What happened to Serene can affect millions of women of all ages. “75% of people who these symptoms are women.” Serene’s doctor, Neil Martin, head of neurosurgery at Ronald Reagan UCLA Medical Center says Serene suffered a severe version of a migraine. In her case – a complex migraine. “It’s a sign that something happened in that area of the brain. Our job is to figure out what it was. The kicker is when she said to me ‘my mother had an episode just like this; she got a headache, she couldn’t talk.’”

The doctor says this is often hereditary, but there is good news. It can resolve itself on its own and a patient only needs treatment if it happens over and over again. And in this case, the fact that this happened on live TV could provide very valuable knowledge to researchers.

P: So this is the first you know of?

Dr. Martin: It’s one of the first I’ve ever seen. You get the sense of what it sounds like. You see the shock in her face ‘cause she doesn’t know where it’s coming from. It’s so unusual to have a full video of somebody in the middle of an episode. We’ll probably ask Serene to use this video to train medical students and doctors in the future.

P: To have this happen live and have so many people witness it even before you yourself. So I want to ask you – want to see it?

S: I think it’s probably time.

They both watch the video.

P: That’s what happened. I’m glad you’re laughing.

S: I must say it was shorter than it felt. Felt longer than that.

P: Serene you were trying to charge through that. Power through your live shot and you realize it at the time now you see it.

S: I knew what I was trying to say was ‘let’s take a look’ and I just wanted to get to the video I knew something was wrong. I wanted to get to the video and like you said my cadence…

P:…it was there….

S: That’s what I was trying to say.

P: And the struggle to get that out.

S: And I could see my eyes circling around a little bit too. My eyes didn’t look normal.

P: Now that you’ve seen it what do you think? Did you expect it gets the attention?

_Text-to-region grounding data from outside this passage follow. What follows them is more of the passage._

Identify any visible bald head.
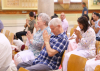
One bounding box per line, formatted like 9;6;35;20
60;12;66;21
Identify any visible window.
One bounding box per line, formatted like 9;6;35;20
71;0;82;2
54;0;58;2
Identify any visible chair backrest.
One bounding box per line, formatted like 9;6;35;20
70;28;74;36
5;30;10;38
61;50;66;67
95;41;100;55
19;67;29;71
94;65;100;71
73;25;78;29
8;33;14;45
67;54;87;71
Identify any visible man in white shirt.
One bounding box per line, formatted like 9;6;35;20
60;12;69;34
0;20;12;71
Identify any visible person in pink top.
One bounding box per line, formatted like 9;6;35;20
60;12;69;34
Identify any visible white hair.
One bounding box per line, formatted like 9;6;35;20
38;13;50;26
49;18;62;26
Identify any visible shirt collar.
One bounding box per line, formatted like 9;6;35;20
51;32;66;38
62;18;66;22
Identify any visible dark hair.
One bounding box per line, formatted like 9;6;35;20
29;12;34;17
83;14;89;20
94;12;100;18
82;2;86;6
77;16;90;32
29;12;36;19
51;13;58;19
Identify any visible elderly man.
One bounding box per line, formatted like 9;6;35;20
0;20;12;71
17;18;69;71
60;12;69;34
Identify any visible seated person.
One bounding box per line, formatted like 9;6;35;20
17;18;69;71
91;13;100;41
16;12;36;41
63;16;96;71
14;13;51;66
85;53;100;71
0;20;12;71
67;15;89;52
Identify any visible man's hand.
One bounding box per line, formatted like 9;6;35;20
26;31;33;41
91;20;95;26
43;30;50;43
95;54;100;61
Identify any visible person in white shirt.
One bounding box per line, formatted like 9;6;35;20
0;20;12;71
63;16;96;71
60;12;69;34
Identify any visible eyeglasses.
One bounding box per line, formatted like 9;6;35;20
37;20;42;22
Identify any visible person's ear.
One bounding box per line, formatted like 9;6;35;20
57;25;61;28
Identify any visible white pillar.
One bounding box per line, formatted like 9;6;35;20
38;0;54;17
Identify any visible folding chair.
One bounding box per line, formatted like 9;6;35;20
94;65;100;71
19;67;29;71
67;54;87;71
5;30;10;38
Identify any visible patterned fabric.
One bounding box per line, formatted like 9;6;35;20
77;27;96;57
95;19;100;37
29;26;51;57
32;32;69;70
62;19;69;32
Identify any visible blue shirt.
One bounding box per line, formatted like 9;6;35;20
95;19;100;37
29;26;52;57
32;32;69;70
82;7;88;16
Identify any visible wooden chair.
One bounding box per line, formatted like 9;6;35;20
61;50;66;67
70;28;74;36
5;30;10;38
8;33;14;45
19;67;29;71
94;65;100;71
73;25;78;29
67;54;87;71
95;41;100;55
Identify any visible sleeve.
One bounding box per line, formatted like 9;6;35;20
95;20;100;28
30;35;44;49
79;29;95;47
29;21;36;30
52;38;69;53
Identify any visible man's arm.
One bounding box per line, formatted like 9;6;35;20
84;11;87;14
45;42;58;57
92;26;99;34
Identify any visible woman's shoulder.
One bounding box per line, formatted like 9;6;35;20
87;27;95;33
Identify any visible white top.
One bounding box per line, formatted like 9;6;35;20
77;27;96;56
0;33;12;71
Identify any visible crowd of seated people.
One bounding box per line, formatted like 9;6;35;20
1;11;100;71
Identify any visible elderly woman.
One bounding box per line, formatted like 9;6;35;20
63;16;96;71
14;13;51;66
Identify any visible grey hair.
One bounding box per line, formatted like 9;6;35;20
38;13;50;26
49;18;62;26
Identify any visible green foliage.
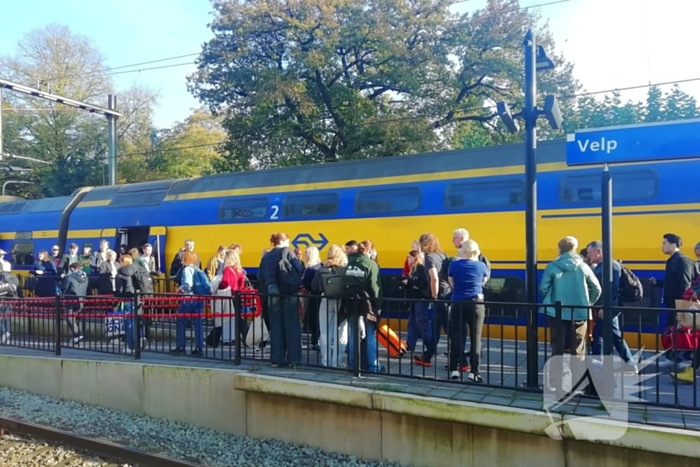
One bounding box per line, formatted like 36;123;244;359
0;24;160;197
149;109;226;179
189;0;579;168
566;85;699;132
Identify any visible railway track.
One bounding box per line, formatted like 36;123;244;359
0;417;205;467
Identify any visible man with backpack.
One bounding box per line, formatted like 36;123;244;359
170;251;210;357
586;241;638;373
61;262;89;345
258;233;305;367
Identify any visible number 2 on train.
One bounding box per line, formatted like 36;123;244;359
270;205;279;220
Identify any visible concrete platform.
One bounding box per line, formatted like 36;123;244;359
0;346;699;467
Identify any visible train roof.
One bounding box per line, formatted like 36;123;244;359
0;139;567;210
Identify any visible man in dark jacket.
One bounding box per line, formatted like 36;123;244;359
343;240;383;373
115;256;152;351
61;263;89;345
258;238;304;366
59;243;81;277
650;234;698;324
586;241;636;373
650;233;698;367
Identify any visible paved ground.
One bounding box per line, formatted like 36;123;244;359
1;329;699;433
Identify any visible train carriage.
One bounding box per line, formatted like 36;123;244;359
0;139;698;345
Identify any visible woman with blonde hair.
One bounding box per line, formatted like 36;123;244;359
206;245;227;280
209;249;246;347
171;251;206;357
447;239;489;382
302;246;322;351
312;244;349;367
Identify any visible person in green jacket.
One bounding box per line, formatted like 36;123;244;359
539;236;601;391
344;240;383;373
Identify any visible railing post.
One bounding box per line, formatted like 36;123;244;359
234;291;242;366
54;294;61;356
134;294;141;360
552;301;563;396
353;297;361;378
525;303;539;388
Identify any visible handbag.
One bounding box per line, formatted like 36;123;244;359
661;325;700;351
245;315;269;347
675;300;700;330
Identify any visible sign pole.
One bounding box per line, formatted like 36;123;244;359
524;30;539;389
107;95;118;186
601;163;615;392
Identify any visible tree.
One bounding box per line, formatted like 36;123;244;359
147;109;225;179
566;84;699;132
0;24;159;196
189;0;579;169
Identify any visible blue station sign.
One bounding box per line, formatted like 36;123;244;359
566;118;700;166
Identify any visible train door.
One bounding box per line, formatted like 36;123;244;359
147;226;167;275
114;226;168;291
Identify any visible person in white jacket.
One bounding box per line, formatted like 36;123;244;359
0;249;11;273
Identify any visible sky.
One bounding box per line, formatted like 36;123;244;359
1;0;699;129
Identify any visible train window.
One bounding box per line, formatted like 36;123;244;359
484;276;524;319
560;171;657;203
283;193;339;218
219;197;269;220
445;180;524;210
107;189;168;209
355;187;421;214
0;202;27;213
11;242;34;266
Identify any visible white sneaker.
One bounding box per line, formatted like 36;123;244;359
450;371;460;381
0;332;9;344
658;358;691;369
467;373;484;383
71;334;84;345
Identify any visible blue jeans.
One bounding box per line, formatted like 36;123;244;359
123;302;143;351
406;301;433;352
348;317;379;372
176;300;203;350
421;299;450;362
591;314;634;363
0;302;9;336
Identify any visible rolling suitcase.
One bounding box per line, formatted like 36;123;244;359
377;324;407;358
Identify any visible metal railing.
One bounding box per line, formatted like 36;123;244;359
0;290;698;410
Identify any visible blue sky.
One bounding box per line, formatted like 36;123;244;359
1;0;699;129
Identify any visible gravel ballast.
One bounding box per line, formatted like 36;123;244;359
0;388;405;467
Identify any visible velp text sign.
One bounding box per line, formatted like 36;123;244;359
566;119;700;166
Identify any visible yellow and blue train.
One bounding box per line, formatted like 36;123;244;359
0;139;697;345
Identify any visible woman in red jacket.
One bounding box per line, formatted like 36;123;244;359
222;250;246;293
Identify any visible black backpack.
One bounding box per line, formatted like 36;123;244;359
133;269;154;294
618;261;643;302
277;248;304;294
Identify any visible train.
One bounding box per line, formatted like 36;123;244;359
0;139;697;346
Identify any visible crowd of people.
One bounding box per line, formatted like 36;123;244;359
0;229;699;385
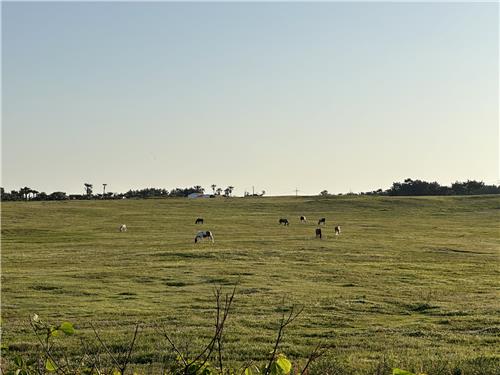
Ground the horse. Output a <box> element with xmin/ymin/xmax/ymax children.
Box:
<box><xmin>300</xmin><ymin>216</ymin><xmax>307</xmax><ymax>223</ymax></box>
<box><xmin>195</xmin><ymin>231</ymin><xmax>214</xmax><ymax>243</ymax></box>
<box><xmin>318</xmin><ymin>218</ymin><xmax>326</xmax><ymax>225</ymax></box>
<box><xmin>315</xmin><ymin>228</ymin><xmax>322</xmax><ymax>239</ymax></box>
<box><xmin>278</xmin><ymin>218</ymin><xmax>289</xmax><ymax>226</ymax></box>
<box><xmin>119</xmin><ymin>224</ymin><xmax>127</xmax><ymax>232</ymax></box>
<box><xmin>335</xmin><ymin>226</ymin><xmax>341</xmax><ymax>235</ymax></box>
<box><xmin>195</xmin><ymin>218</ymin><xmax>204</xmax><ymax>224</ymax></box>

S: I know it was clear. Watching it was clear I was not drunk or on drugs as I’ve heard reported out there. It’s clear I’m having a medical condition. Think what resonates with people is the human crisis of it. Or the human element that is she ok? The outpouring of support has been amazing. What’s interesting there’s been people who have emailed me from Canada, New Zealand, France saying ‘I have migraines. What I think you have was a complicated – an episode-related.’ So it happens. People have it out there. So I know I mentioned in the hall we come into people’s lives often the most worst time of their life, or very traumatic tragic time. I’m going to turn this into a positive. If I can at least let people know that I’m ok and talk about the issue and let people know it is something serious it is a medical condition that’s what I would like to do.

P: When are you getting back to work?

S: I need to get ready for the Oscars now pat! So I’m anxious and eager to get back at being back at work and being able to tell the story and not be the story.